From theology to philosophy to environmentalism, Stuart advances the benefits of a vegetarian diet while Shapin bats them back: Livestock causing more global warning than the world’s transportation systems? Shapin counters that “walking to the local supermarket for a nice hanger steak cut from a grass-fed New Zealand steer may be kinder to the planet than getting into your Toyota Prius to drive five miles for some organic Zambian green beans.” Who’s buying Zambian green beans, anyway? And if our local supermarket has New Zealand steer, doesn’t it also have locally grown winter squash?
Perhaps Shapin just wants to be on the winning side. Near the end of his review, he notes a set of chilling statistics that clearly show where the hearts and stomachs of eaters lie:
[T]he world’s per-capita consumption of meat rises relentlessly: in 1981, it was 62 pounds per year; in 2002, the figure stood at 87.5 pounds. In carnivorous America, it increased from 238.1 to 275.1 pounds, and the practice is spreading in traditionally herbivorous Asia. Indians’ meat consumption has risen from 8.4 to 11.5 pounds since 1981; in China, it has increased from 33.1 to an astonishing 115.5 pounds.











Conservation is tricky. Meat is a terribly costly thing in terms of its impact on the environment. And, speaking as somebody to just had some delicious sausage with his breakfast, I can tell you there is a good reason for people eating so much of it, despite the methane output, underutilization of arable land, pain and suffering of creatures, and other horrors that I as a carnivore am responsible for perpetuating.
The thing to keep in mind is that, like other things that are bad for us (such as having a hydrocarbon-based economy) in the longer scheme of things it’s all unsustainable and will dry up in favor of whatever is left over after we’re through binging. We will eventually run out of dead dinosaurs; we will eventually be forced to give up pastureland to grow soybeans; we will eventually have to all live like we are on a planet with 12 billion people. Vegetarianism and ecopoesis is the future. So, enjoy your sport-utility vehicle; enjoy your sweet, sweet delicious rare aged pound of steak; I do. I do because before I know it we’ll all be walking (not driving) to the market to buy tofu and chickpeas.

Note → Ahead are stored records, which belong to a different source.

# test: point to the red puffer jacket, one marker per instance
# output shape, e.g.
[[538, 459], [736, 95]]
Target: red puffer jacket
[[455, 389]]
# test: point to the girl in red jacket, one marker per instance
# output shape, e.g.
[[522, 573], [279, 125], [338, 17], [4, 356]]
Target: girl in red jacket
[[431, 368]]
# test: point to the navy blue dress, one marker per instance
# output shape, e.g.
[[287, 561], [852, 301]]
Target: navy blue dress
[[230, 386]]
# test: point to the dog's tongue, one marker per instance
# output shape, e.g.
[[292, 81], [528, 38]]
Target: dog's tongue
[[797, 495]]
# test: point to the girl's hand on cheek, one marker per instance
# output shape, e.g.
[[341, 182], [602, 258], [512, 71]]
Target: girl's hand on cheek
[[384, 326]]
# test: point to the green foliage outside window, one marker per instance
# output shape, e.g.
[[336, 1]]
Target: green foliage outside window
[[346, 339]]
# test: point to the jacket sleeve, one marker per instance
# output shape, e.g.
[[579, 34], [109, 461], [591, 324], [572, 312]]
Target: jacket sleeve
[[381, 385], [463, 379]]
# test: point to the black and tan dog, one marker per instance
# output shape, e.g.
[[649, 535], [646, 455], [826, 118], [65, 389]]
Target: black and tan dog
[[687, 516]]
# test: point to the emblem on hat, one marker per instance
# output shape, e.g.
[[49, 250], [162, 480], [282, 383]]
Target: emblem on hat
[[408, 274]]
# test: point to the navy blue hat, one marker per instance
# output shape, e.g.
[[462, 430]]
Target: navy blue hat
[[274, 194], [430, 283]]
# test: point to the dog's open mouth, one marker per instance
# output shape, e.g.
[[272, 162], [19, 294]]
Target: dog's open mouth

Well, here’s the thing – really sustainable farms include animals. They have to. There’s no way to attempt to replicate a natural eco-system (which is what a good farm does) without including animals. Animals graze on land that will never, ever support soybeans. Why do mountain people eat goat and drink goat’s milk? Because goats can convert grass and brush that humans can’t eat into food they can.
I eat pork from a local farmer who raises his pigs using moveable electric fence in woodland. The pigs forage for most of their food – he supplements with some waste from a local organic restaurant and with whey from a yogurt-maker. That land can’t be used for soybeans – unless you’re suggesting he cut the trees? Actually, the vast, monoculture farms in the midwest that give us the soybeans that create vegetarian’s tofu are generally much worse than the small, local farms from which I buy lamb, pork and beef (all pastured – which is rare these days, most animals are kept in feedlots and fed on corn and soy).
That said, yes, people are going to have to eat less meat. We should go back to a model in which meat is used in small quantities, not at every meal. And we should probably try to eat more types of meat – deer and squirrel are both overpopulated and make great eating. But there will be a place for meat in a sustainable future – a world of vast fields of soybeans is NOT sustainable.
what curiousbaker said. just read omnivore’s dilemma to get a good basic understanding about petroleum based farming vs “grass farming”, transportation costs vs locally grown, etc.
its a complicated issue that should have nothing to do with someones desire to not eat meat for whatever reason they choose.